For a few minutes, they just sat there. The hum of the vending machine buzzed faintly in the background. Mikey watched the way her knees bobbed slightly with the music in her headphones barely loud enough to hear.
Then she spoke, quietly. "I keep overthinking."
He looked up.
"About what happened yesterday," she continued. "About what I said."
He stayed still.
"I'm not trying to mess this up," she added, avoiding his eyes. "I just... suck at pretending."
Mikey leaned forward, elbows on his knees. "You didn't mess anything up."
"Didn't I?"
"No," he said firmly. "If anything, I did."
She glanced at him, finally meeting his gaze.
"I wanted to say yes," Mikey admitted. "I should've said yes."
Her lips parted, but no words came out.
"I was scared," he continued. "Still am."
"Why?" she whispered.
"Because once we cross that line, we can't go back."
Crizzle set her bowl aside. "Maybe we're already past it."
That silenced him.
Because maybe... she was right.
They weren't just friends anymore not when his heart thudded every time she looked at him a second too long. Not when she whispered his name in her sleep. Not when everything she did made his world tilt just slightly.
He rubbed a hand over his face. "What are we doing, Criz?"
She gave him a tired smile. "Honestly? I don't know."
"I don't want to lose you."
"You won't," she said quickly. "No matter what this is or isn't."
"Promise?"
She held up her pinky.
Mikey chuckled and looped his finger around hers. "Childish but effective."
"Exactly."
They stayed like that quiet, pinkies still linked.
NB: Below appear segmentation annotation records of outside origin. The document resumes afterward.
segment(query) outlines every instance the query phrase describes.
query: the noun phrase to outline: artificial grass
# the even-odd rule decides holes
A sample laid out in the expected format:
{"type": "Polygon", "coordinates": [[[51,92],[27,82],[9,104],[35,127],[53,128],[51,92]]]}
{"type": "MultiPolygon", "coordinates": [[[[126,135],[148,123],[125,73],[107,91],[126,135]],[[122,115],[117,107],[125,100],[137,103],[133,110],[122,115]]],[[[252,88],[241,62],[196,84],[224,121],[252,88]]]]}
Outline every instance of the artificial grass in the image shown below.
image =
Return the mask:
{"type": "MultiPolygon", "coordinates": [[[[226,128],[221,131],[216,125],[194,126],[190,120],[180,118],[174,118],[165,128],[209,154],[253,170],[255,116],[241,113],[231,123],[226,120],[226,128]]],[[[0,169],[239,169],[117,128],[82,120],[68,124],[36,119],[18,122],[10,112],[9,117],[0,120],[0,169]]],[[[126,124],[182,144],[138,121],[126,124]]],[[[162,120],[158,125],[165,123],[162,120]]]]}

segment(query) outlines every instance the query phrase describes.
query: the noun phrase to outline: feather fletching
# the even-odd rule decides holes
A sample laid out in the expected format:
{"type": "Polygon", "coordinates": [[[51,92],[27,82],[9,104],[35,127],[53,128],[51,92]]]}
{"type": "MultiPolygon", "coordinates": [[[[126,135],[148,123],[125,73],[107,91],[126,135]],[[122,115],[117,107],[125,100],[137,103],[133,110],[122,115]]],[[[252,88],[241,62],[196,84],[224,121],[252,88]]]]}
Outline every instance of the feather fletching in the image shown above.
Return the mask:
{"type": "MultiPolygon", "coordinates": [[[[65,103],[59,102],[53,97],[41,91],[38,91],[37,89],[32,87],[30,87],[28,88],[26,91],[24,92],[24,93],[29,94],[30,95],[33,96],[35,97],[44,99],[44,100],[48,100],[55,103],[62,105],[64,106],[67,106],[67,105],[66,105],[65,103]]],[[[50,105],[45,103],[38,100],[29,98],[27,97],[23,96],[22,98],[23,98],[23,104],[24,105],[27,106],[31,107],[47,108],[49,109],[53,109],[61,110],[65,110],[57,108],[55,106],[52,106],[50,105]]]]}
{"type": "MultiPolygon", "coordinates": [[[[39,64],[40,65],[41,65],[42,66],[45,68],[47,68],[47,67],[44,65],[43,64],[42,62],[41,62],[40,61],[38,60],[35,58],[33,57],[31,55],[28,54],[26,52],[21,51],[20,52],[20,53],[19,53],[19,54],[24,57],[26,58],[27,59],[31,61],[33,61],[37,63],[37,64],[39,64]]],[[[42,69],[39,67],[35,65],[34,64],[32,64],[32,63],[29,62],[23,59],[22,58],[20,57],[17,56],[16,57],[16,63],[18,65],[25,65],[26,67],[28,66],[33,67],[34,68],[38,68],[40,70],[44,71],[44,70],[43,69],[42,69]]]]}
Then Crizzle asked, "Do you ever wonder how things will end?"
Mikey swallowed. "All the time."
She leaned her head back on the cushion. "I think about where we'll be in five years. Who we'll be."
"Together?" he asked without thinking.
Her eyes met his again. Something unreadable flickered there. "Maybe. Or maybe we'll just be names in each other's yearbooks."
He hated that answer. Hated how real it sounded.
"I don't want to be a chapter you forget," he said, softer than he meant.
"You won't be," she replied, voice steady. "You've already changed the whole book."
The room went still.
Mikey didn't know what came over him maybe it was the hour, or the way the moonlight hit her face just right but suddenly, the space between them felt too big.
He stood, walked over, and sat beside her.
"I think we're pretending not to be more than we are," he said.
She didn't argue.
Instead, she leaned her head on his shoulder.
And he let her.
They didn't kiss.
They didn't confess.
But in that moment surrounded by empty cereal bowls and sleepy silence-it felt like something shifted. Like the line between friends and something else had been crossed a long time ago.
They were just finally admitting it to themselves.